Sorarım size, hiç mi çağırmadı yol; hiç mi gitmediniz? İnsanın kaderi gurbetken yerleşik kalma telaşı neden? Ötelere yazgılı ruhumuzu zincire vurup sabit kadem eylemek zulüm değil mi? Yunus’u, Mevlânâ'yı, Hacı Bektaş'ı, üçler,yediler, kırklar âleminin ulularını kavurup tamam eyleyen yolun aşkı. Aşk ile aşkın olmaları. Yerini terk etmeyen, mekâna bağımlı olan, bırakmaktan korkan, sınırlar çizip buna inanan mesut olur mu? Ruhun merhemi bunlarda yok. Sahip olunan madde ise, ruhun heybesindeki çakıl taşı kadar değersiz. Oysaki tek bir adım yetecek tarumar olan bahçenin bahara durmasına.
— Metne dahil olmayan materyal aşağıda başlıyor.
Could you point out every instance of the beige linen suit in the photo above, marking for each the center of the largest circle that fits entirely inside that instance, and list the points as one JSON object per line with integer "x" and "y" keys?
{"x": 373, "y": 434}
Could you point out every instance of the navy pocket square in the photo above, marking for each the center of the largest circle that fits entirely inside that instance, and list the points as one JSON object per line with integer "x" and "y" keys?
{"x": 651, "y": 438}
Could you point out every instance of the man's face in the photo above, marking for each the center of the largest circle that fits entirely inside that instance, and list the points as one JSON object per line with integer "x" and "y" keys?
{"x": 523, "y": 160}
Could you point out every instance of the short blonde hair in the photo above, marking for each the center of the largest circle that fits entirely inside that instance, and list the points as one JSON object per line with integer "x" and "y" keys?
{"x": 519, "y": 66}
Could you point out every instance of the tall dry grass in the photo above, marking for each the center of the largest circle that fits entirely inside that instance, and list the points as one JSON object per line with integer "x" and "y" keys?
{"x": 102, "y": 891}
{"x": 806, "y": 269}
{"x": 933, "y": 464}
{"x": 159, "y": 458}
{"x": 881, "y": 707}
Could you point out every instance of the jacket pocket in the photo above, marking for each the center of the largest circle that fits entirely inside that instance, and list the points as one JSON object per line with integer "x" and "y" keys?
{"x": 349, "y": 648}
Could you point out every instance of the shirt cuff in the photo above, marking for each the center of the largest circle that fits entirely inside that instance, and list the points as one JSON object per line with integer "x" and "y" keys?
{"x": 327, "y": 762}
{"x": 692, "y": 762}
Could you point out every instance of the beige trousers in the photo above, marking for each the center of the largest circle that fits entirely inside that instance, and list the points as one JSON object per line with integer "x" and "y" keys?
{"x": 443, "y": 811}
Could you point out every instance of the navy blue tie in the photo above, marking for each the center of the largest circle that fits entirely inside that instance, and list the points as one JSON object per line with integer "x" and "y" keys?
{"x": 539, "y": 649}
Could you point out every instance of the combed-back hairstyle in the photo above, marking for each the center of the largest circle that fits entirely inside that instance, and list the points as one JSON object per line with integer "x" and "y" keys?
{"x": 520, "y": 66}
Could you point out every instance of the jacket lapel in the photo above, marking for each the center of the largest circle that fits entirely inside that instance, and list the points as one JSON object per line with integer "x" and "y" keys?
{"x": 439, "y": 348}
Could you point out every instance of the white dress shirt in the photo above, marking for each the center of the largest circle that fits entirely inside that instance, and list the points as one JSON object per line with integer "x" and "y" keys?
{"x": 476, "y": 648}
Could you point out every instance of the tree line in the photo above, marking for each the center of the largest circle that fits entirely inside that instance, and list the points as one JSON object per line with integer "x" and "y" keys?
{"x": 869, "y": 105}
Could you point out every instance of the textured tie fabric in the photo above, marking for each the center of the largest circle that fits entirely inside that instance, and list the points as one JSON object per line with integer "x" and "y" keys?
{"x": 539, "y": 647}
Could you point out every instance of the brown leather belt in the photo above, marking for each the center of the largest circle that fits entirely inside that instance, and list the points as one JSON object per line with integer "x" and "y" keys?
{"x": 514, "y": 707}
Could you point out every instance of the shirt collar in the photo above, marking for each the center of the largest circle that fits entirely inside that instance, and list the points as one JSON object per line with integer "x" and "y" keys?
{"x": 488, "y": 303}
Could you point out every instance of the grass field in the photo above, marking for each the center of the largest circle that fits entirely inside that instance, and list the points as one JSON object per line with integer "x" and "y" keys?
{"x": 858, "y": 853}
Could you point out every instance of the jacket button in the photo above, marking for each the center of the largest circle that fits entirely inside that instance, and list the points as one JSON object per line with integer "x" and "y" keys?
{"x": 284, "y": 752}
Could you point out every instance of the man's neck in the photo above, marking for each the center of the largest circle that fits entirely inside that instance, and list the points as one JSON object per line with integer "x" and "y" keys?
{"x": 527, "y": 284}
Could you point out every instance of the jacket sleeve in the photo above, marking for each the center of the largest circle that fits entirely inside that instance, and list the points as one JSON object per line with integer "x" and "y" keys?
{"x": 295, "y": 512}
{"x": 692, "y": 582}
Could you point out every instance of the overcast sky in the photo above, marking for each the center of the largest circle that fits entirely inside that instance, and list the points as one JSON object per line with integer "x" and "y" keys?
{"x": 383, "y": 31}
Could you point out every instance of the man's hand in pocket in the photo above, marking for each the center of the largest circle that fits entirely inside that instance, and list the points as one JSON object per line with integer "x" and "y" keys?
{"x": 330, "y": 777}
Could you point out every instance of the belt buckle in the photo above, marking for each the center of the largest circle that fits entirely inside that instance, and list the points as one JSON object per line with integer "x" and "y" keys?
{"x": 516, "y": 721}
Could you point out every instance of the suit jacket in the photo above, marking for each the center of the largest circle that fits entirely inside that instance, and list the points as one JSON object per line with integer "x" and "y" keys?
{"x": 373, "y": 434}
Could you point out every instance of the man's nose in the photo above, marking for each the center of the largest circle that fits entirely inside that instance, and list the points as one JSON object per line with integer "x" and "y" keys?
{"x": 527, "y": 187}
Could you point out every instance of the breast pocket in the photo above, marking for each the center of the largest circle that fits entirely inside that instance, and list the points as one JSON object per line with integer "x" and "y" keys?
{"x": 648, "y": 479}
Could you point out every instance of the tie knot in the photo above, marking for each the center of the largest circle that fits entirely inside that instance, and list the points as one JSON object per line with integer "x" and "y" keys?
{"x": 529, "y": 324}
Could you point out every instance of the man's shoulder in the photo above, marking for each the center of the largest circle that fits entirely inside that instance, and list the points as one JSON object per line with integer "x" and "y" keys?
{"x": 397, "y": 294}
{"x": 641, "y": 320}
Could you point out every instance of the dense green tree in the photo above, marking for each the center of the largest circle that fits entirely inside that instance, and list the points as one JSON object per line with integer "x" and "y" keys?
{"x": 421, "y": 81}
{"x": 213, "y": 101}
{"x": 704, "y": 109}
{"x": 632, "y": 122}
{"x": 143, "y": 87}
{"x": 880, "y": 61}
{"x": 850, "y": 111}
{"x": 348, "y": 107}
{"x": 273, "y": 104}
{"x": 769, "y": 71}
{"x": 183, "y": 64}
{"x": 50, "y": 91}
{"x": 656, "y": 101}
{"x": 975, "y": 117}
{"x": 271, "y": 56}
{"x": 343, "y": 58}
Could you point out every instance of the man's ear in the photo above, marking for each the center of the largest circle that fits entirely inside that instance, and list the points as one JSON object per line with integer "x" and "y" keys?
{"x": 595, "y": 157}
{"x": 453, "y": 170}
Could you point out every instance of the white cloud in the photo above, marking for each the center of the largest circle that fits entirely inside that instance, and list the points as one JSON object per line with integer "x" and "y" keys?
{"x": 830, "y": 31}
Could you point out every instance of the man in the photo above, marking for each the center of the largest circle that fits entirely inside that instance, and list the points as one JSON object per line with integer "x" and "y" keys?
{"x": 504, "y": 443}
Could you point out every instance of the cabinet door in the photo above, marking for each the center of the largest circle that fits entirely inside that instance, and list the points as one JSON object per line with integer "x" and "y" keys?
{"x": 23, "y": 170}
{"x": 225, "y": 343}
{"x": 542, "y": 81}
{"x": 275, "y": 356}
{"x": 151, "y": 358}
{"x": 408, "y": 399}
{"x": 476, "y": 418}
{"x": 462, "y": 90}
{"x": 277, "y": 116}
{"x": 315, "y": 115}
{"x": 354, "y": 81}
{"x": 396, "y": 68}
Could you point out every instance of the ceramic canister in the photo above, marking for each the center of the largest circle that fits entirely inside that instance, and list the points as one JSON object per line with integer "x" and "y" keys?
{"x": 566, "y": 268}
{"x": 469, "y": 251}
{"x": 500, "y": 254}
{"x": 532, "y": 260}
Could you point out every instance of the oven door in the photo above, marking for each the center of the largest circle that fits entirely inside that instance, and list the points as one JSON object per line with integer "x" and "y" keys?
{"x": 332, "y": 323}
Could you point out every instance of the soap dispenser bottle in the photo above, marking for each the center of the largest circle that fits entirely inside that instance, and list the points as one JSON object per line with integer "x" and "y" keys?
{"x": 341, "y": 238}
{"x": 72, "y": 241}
Geriye çekenlerden kurtulabilse, atlayabilse dikenli çitlerinden, kırsa, parçalasa prangalarını hür olacak. 
“Seyahatin önündeki tek engel kapının eşiğidir.” Der Boşnak atasözü. Düşlediğimiz hayat hangisi? İçine hapsolunan adına “hayat” dediğimiz kuyu karanlığı mı, yoksa yaratılışımızın hikmetine layık olan mı? Gündüz Güneşle gece Polarisle yürüyecekken iş ile aş, dert ile keder, aşk ile ayrılık, para ile tamah, insan ile yalnızlık arasına sıkışmak niye? 
Bahar kırda rengarenk kokudur, arının kanat vuruşudur; kış soğuktur iliklere işleyen, ayazdır bir dağ beyazında; yaz güneş sarısıdır su mavisinin yanında, yıldız yıldız gecedir apaydınlık; sonbahar alaca duygudur yürekte; hoş çakal faslıdır. Bunları görmek için göz gerek; darasını atmış, safrasını boşaltmış dingin kalp gerek. Takılıp kaldıklarımızla mümkün değil bu. Şimdi şu anda kalkalım öyleyse. Üzerimize abanmış ataleti fırlatıp atalım koyu gölgeye ki, görünmesin, aldatmasın, alıkoymasın yine. Adım atalım eşiğimizden hep birlikte. Kuruntu duvarını yıkalım. Bir kez de ruhumuzu dinleyelim olmaz mı? Soyunalım hırsımızdan, açgözlülüğümüzden, kıskançlığımızdan, beğenilme isteğimizden. Giyinelim sade, iddiasız ama asil benlik hırkamızı. Çıkalım o kapıdan. Yolumuza düşelim. Bizi kendimize vardıracak yolumuza. Yaşadım demek için... Haydi!!!!